# Axle Length



## grashley (Aug 27, 2015)

I received help here a couple months ago on cleaning and axle length. I wanted to share what I learned. I suspect the old pros know this, but it may help others.

Based on information on hobby shop web site descriptions of N scale axles, they come in several lengths for different applications. For me, the two most important are:
Micro Trains 0.537" axle point to point
Atlas & Bachmann 0.55" - 0.56" axle point to point

With that said, some trial and error is still needed. For example, not all 0.56 axles will work in all Atlas trucks. Some trucks are more selective. If the wheels do not spin freely, try another set.

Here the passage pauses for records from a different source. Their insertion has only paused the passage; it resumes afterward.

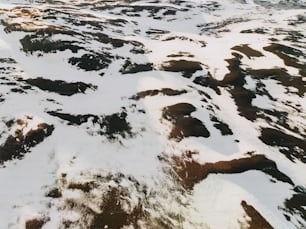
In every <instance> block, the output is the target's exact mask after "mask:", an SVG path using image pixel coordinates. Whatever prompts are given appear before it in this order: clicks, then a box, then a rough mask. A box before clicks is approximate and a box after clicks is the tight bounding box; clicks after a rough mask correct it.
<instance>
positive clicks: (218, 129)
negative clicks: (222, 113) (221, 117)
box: [210, 116, 233, 135]
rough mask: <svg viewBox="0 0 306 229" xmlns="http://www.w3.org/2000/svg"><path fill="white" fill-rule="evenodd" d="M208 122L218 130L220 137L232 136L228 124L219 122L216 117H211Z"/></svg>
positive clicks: (214, 116) (220, 121) (232, 132)
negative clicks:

My layout has a 2% grade on it. My ultimate test is: Will a car roll down that grade with just a small nudge to get it started. If not, clean or change wheel set.


----------



## powersteamguy1790 (Mar 26, 2012)

If you use metal wheel sets your on your trucks, your rolling stock will roll better.


----------



## grashley (Aug 27, 2015)

I am trying to use all metal wheel sets. The MTL came with plastic, and do not want to accept 0.540" metal. &#@*


----------



## DonR (Oct 18, 2012)

If you don't have the special tool to deepen
the bearing point for your new wheels, you 
can usually use a fine pointed blade to do
the job. That's what I do.

Don


----------



## Overkast (Jan 16, 2015)

grashley said:


> I am trying to use all metal wheel sets. The MTL came with plastic, and do not want to accept 0.540" metal. &#@*


That's very strange, because I bought some MTL 33' hoppers that came with the old "pizza cutter" flange wheels in plastic, and 0.540" axle was exactly what mine needed. I did go with Fox Valley Models wheels though, I don't know if that should make a difference??

I don't even see a 0.537" axle offered on the Fox Valley wheelset page list - however, I do see a 0.526".

*Side note on wheels: *Don't forget you need to double-check the prototype wheel diameter for your particular car when you replace wheels as well. N Scale wheels come in 28", 33", and 36" prototype and different rolling stock takes different diameters.


----------